Esa es la paradoja que todos vivenciamos en los noventa y que todavía persiste: la democracia amparada por el poder cívico militar que traía un nuevo ingrediente, el más doloroso y traumático: los otros, los que fueron exiliados, torturados, los enemigos del sistema, eran quienes ahora administraban el pedazo de fundo que se les entregó. Y en esa administración, que se llamó transición democrática, ocurre la película de terror, esa colosal superproducción en la que todos hemos trabajado, para citar a Ernesto Cardenal, un poeta que sobrevuela los textos de Riedemann. También Rugama y Dalton y la poesía social latinoamericana de los sesenta y setenta. Era la poesía que se leía en esa época y a través de ella o junto a ella se leía también la poesía latina de Catulo y Marcial y la poesía inglesa, cuyo tono conversacional contrastaba con el surrealismo, lo metafísico y la épica revolucionaria que dominaron la poesía chilena por lo menos hasta la década del cincuenta y sesenta. Luego vendría Parra y su trabajo de erosión de estos cimientos. Pero la poesía civil de Reidemann, la fusión de crítica social y erotismo, la ironía y el lenguaje llano, la dislocación de los paradigmas de los grandes discursos retóricos con los cuales se intentaba hacer frente a la oscuridad del periodo, la extrañeza que provocan ciertos textos (a veces apenas una o un par de líneas) que semejan frases hechas a priori para distanciarse de lo lírico y parecer más bien paladas de tierra o avisos clasificados, todos esos mecanismos de construcción poéticos que están presentes en PMET no vienen de Parra, sino más bien de la poesía epigramática, de un oído atento al lenguaje de la calle, sí, pero no de la bufonía literatosa sino de una urgencia más vital que intenta unir la reflexión metapoética con la crisis social.

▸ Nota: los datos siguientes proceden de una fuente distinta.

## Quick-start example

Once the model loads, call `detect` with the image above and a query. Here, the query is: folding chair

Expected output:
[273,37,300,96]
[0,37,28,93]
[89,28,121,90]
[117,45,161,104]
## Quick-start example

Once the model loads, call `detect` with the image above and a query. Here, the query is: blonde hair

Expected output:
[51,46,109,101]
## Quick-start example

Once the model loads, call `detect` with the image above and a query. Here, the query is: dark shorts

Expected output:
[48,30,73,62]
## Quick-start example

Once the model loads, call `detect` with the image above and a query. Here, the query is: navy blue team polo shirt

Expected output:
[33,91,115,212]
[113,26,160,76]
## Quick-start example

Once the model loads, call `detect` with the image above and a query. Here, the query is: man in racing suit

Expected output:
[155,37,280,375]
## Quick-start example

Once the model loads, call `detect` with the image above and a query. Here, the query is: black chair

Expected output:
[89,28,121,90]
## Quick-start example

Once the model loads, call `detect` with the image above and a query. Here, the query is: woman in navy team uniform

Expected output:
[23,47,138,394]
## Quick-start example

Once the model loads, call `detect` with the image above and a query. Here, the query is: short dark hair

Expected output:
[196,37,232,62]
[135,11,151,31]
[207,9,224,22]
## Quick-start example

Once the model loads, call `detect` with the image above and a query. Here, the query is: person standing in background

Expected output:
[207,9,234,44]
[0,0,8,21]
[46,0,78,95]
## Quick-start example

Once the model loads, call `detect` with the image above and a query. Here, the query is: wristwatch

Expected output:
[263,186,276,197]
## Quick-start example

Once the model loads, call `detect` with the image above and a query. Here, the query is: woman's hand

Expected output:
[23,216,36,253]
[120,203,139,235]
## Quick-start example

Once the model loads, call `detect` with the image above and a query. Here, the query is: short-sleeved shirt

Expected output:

Llevo algún tiempo haciéndome viejas preguntas que creía añejas e irrelevantes o ya canceladas, pero que han vuelto al observar el panorama poético reciente. Es la pregunta de a dónde quieren llegar los poetas o hacia dónde se dirigen, qué lectores o qué lectoras están construyendo, cuáles audiencias, quiénes son o cuál es, en última instancia, el objeto de sus deseos escriturales. Lo he dicho en otros momentos: pienso que la poesía se ha transformado en una escritura para pares, en un braille gastado, en un lenguaje de señas en una pieza llena de humo. Los tirajes son quizás un síntoma: 50, 100 ejemplares. 300 o 500 en el mejor de los casos. No es la culpa de los poetas o de las editoriales independientes que los publican. No es tampoco la culpa de los lectores que suponemos inexistentes o despreocupados o en otra. Ustedes ya lo saben, ya conocen la respuesta. Son todas las alternativas que están pensando: el sistema que fomenta una miseria espiritual que hace superfluo el allegarnos a (ya no adquirir siquiera) bienes culturales. Es cierto que somos extras, engranajes de un proceso kafkiano, donde se nos obliga a no tener memoria. La dictadura trató de borrar nuestra identidad social y cultural a través del exterminio físico, la desaparición, el exilio. Borrar de nuestra memoria lo que éramos e instalar un sistema que en sus mecanismos de control nos obliga a no saber lo que somos. Dice Piglia: “La tragedia de K (lo kafkiano mismo diría yo) es que trata de recordar quién es. El proceso es un proceso a la memoria”. En eso andamos, intentando no olvidar el horror, y para eso este libro de Guillermo es una prueba contra la locura, la mentira cotidiana de los mass media, la violencia del sistema.
Así también hemos asistido al despertar del odio que suponíamos desterrado. Reaparecen los cómplices del horror vestidos con el ropaje del demócrata. Estos personajes son los que deambulan por el libro de Riedemann, continuando este proceso eterno contra nuestra memoria: los jóvenes de Chacarillas, ahora ministros de Estado, el capitán Planeta apuntando con su dedo, la Princesa hija de general demócrata y su amiga la hija de general rastrero, los Escalona, los Correa, los Aylwin, toda esa fauna que cambió el lenguaje y cambió la ideología por el lobby, la decencia por los dólares, la dignidad por el poder.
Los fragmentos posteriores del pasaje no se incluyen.